En Catalogne les immigrés musulmans ont débarqué en 2 grandes vagues au milieu des années 1990 et plus récemment, entre 2004 et 2006.

Mais Barcelone s’avère une plaque tournante du djihadisme. La politique d’immigration sous les années du Président Socialiste Zapatero s’est avérée très accueillante et sans contrôle .

C’est ainsi que de très nombreux congrès salafistes ont  pu être  organisés dans des mosquées de la périphérie de plusieurs villes.Les autorités catalanes ont permis ainsi la concentration d’environ 500 000 musulmans.

Les réponses sécuritaires de l’Espagne et de la Catalogne .

Elles ont été dans l’ensemble plus efficaces et vigilantes qu’en France à ces époques.

Depuis l’attentat de 2004 de nombreux indices d’installation de réseaux djihadistes ont été révélés (jusqu’à 33 références à l’Espagne apparaissaient dans les messages de l’État islamique  contre 10 en 2014, selon les chiffres de Manuel Torres, professeur à l’université de Séville ).

Face à ces menaces depuis 2004 le nombre d’agents impliqués dans la lutte antiterroriste est passé de 150 à plus de 3 000.

En 2012, un net renforcement du Code pénal a été opéré afin de s’adapter à la menace terroriste.L’état d’urgence en Espagne n’existe pas pour des raisons historiques ( la présence de l’armée  pourrait être un souvenir douloureux de la guerre civile) et judiciaires ( l’incarcération à titre préventif est autorisé en Espagne).

Environ 700 personnes ont été placées en détention préventive (ce qui est impossible en France).
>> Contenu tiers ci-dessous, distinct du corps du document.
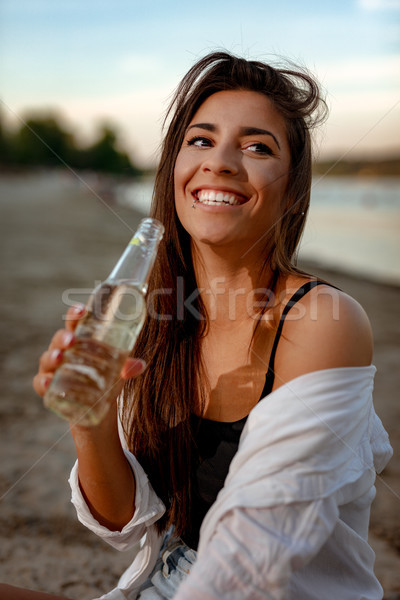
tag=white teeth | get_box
[197,190,241,206]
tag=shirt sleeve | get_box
[174,498,338,600]
[69,449,165,550]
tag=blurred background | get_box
[0,0,400,600]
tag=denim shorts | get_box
[137,530,197,600]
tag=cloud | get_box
[358,0,400,10]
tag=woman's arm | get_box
[33,307,144,531]
[273,285,373,389]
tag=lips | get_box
[193,189,248,206]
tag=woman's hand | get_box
[33,305,146,531]
[33,304,146,397]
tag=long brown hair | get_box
[121,52,325,535]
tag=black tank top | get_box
[182,280,334,549]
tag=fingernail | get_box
[50,349,63,363]
[63,331,75,347]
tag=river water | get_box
[118,177,400,285]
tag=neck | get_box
[193,240,272,328]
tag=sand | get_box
[0,172,400,600]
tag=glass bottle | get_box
[44,218,164,426]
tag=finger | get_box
[49,329,75,350]
[64,304,86,331]
[32,373,53,396]
[39,348,63,373]
[121,358,147,379]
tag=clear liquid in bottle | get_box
[44,219,163,426]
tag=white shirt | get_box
[70,366,392,600]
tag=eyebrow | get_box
[186,123,281,150]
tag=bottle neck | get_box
[106,219,164,294]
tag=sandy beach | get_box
[0,172,400,600]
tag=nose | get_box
[203,144,240,175]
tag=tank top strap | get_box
[260,279,338,399]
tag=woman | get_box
[1,52,391,600]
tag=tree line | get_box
[0,114,142,177]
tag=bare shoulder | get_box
[274,285,373,388]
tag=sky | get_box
[0,0,400,165]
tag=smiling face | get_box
[174,90,290,253]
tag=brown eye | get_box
[187,135,211,148]
[245,142,273,156]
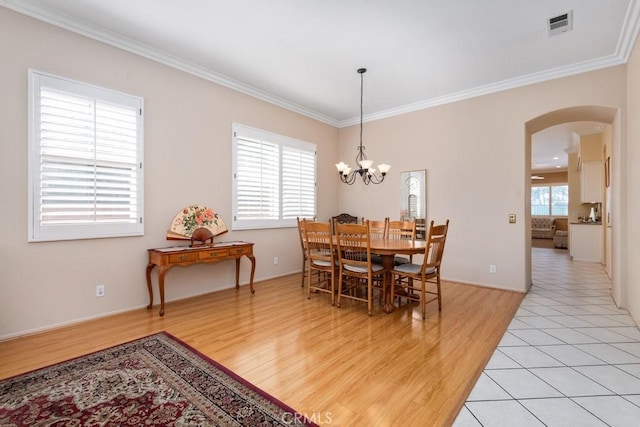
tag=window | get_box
[232,123,316,230]
[29,70,144,241]
[531,184,569,216]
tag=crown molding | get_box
[0,0,640,128]
[338,55,626,128]
[0,0,339,127]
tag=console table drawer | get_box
[169,252,198,264]
[198,249,229,259]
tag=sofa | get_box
[531,217,555,239]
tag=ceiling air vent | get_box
[548,11,573,36]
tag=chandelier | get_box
[336,68,391,185]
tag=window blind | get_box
[232,124,316,229]
[31,72,142,240]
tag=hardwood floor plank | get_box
[0,274,524,426]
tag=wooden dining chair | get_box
[391,220,449,320]
[336,221,384,316]
[331,213,358,234]
[387,221,416,265]
[303,221,338,305]
[369,217,389,239]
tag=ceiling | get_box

De très nombreuses opérations antiterroristes se sont déroulées sur le territoire (220 depuis le 11 mars 2004). Source : Ignacio Cembrero, journaliste pour El Confidencial, spécialiste de l’Afrique du Nord et du terrorisme islamiste.
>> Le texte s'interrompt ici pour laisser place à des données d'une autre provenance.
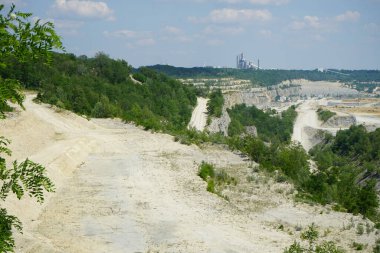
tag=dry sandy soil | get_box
[0,95,377,253]
[189,97,208,131]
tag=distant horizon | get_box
[11,0,380,70]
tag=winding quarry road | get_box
[0,95,377,253]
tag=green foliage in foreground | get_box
[0,4,62,252]
[317,108,336,122]
[307,125,380,221]
[207,89,224,117]
[284,223,344,253]
[227,104,297,142]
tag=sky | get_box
[0,0,380,69]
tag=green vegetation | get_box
[284,223,344,253]
[207,89,224,117]
[149,65,380,90]
[317,108,336,122]
[0,53,196,131]
[307,125,380,221]
[227,104,297,142]
[198,162,237,200]
[0,5,62,252]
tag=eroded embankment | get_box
[0,96,375,252]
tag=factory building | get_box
[236,53,260,69]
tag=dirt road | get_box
[189,97,208,131]
[0,96,376,253]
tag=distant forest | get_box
[149,65,380,89]
[0,53,197,131]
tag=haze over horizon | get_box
[0,0,380,69]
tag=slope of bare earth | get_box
[0,95,376,253]
[188,97,208,131]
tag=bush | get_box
[198,162,215,181]
[317,108,336,122]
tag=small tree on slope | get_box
[0,5,63,252]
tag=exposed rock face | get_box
[208,106,231,136]
[322,115,356,128]
[304,126,324,147]
[224,86,301,108]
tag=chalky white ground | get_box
[0,95,376,253]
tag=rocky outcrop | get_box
[322,115,356,128]
[303,126,325,147]
[245,126,257,137]
[224,86,301,108]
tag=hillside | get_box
[149,65,380,91]
[0,95,376,252]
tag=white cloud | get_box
[259,30,272,37]
[32,16,84,35]
[53,0,115,20]
[164,26,182,35]
[203,25,244,35]
[209,8,272,23]
[135,38,156,46]
[104,29,151,39]
[103,29,156,48]
[249,0,289,5]
[290,16,323,30]
[0,0,26,7]
[166,0,290,5]
[335,11,360,22]
[188,8,272,24]
[206,39,224,46]
[304,16,321,29]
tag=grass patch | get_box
[317,108,336,122]
[198,162,237,201]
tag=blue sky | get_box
[0,0,380,69]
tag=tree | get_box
[0,4,63,252]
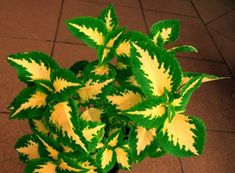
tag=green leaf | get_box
[150,20,180,46]
[115,147,132,170]
[159,114,206,157]
[37,133,62,161]
[98,4,119,32]
[167,45,198,54]
[47,99,87,152]
[15,135,40,163]
[96,147,116,172]
[10,86,47,119]
[66,17,107,48]
[172,76,202,111]
[70,60,89,78]
[7,52,59,83]
[130,40,182,97]
[24,158,57,173]
[129,126,157,162]
[51,69,83,98]
[124,98,167,128]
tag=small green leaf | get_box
[150,20,180,46]
[159,114,206,157]
[98,4,119,32]
[66,17,107,48]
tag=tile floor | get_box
[0,0,235,173]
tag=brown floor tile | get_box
[182,132,235,173]
[145,10,222,61]
[207,10,235,41]
[0,0,61,40]
[141,0,197,17]
[118,155,181,173]
[0,114,31,173]
[57,0,147,43]
[79,0,140,8]
[53,43,97,68]
[180,58,235,131]
[0,38,52,111]
[210,29,235,76]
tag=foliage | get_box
[7,5,224,173]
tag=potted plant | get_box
[7,5,224,173]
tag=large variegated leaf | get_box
[172,76,202,111]
[37,134,61,160]
[124,98,167,128]
[98,28,125,65]
[159,114,205,157]
[181,72,228,86]
[56,155,88,173]
[29,118,50,135]
[24,158,57,173]
[51,69,83,97]
[82,122,105,151]
[107,88,142,111]
[98,4,119,32]
[129,126,157,162]
[77,79,114,104]
[10,86,47,119]
[167,45,198,54]
[96,147,116,172]
[66,17,107,48]
[48,100,87,151]
[7,52,59,83]
[15,135,40,163]
[70,60,89,78]
[130,40,182,97]
[80,108,102,122]
[115,147,132,170]
[150,20,180,46]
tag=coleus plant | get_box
[7,5,224,173]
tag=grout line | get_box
[178,158,184,173]
[51,0,64,56]
[139,0,149,35]
[144,8,199,19]
[207,129,235,134]
[191,1,234,78]
[205,8,235,25]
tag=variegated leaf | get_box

En avril 2015, toujours en Catalogne, 11 personnes, dont 5 Marocains, avaient été interpellées dans un réseau de recrutement de volontaires pour le djihad syro-irakien.

En Catalogne environ 14 arrestations et 10 opérations ont été effectuées depuis début 2017.C’est  la communauté autonome où se sont déroulées le plus d’interventions policières.

Depuis 2012, 62 arrestations et 30 opérations, selon le ministère de l’Intérieur, ont eu lieu à Barcelone.

La concentration de ces populations s’est focalisée dans les banlieues des villes formant de véritables ghettos.

Les visites touristiques à Gérone Vic,Olot … et autres bourgades interpellent face à la présence effective de ces populations.

C’est le salafisme qui a gangréné ces populations autour des mosquées. Comme en France cet embrigadement radical n’a pu s’expliquer ni par le taux de chômage de ces populations ni par leur concentration,ni par la délinquance seule.

La population catalane ne pratique pas de ségrégation particulière. Comme en France le communautarisme s’est progressivement installé ,sans vigilance particulière mais dans l’indifférence générale.

L’influence de pénétration des radicaux en provenance du Maroc pays le plus engagé avec l’Etat Islamique semble être la cause la lus probable . Les autorités espagnoles dans un souci d’apaisement ont laissé proliférer les idées salafistes dans les entités de Ceuta et Melilla trés activistes.

Une fois de plus ces assassins salafistes ont meurtri nos pays ,toute les populations de culture occidentale sont compassionnellement « Niçoise,Barcelonaise, Londonnienne.. »  Mais la lamentation et la compassion ne sont plus suffisantes pour  supporter la destruction de nos vies et valeurs.

Ces attentats de Barcelone pourraient ils enfin  mobiliser l’Europe pour qu’émerge une coopération sécuritaire , judiciaire impitoyables ?

Ces attentats de Barcelone pourraient ils  marquer un tournant dans les relations entre Madrid et Barcelone et l’avenir incertain de l’Espagne et de l’Europe ?

Nous en doutons quand on connait l’esprit vindicatif  et délétère qui a succédé aux attentats de Paris une fois l’émotion retombée.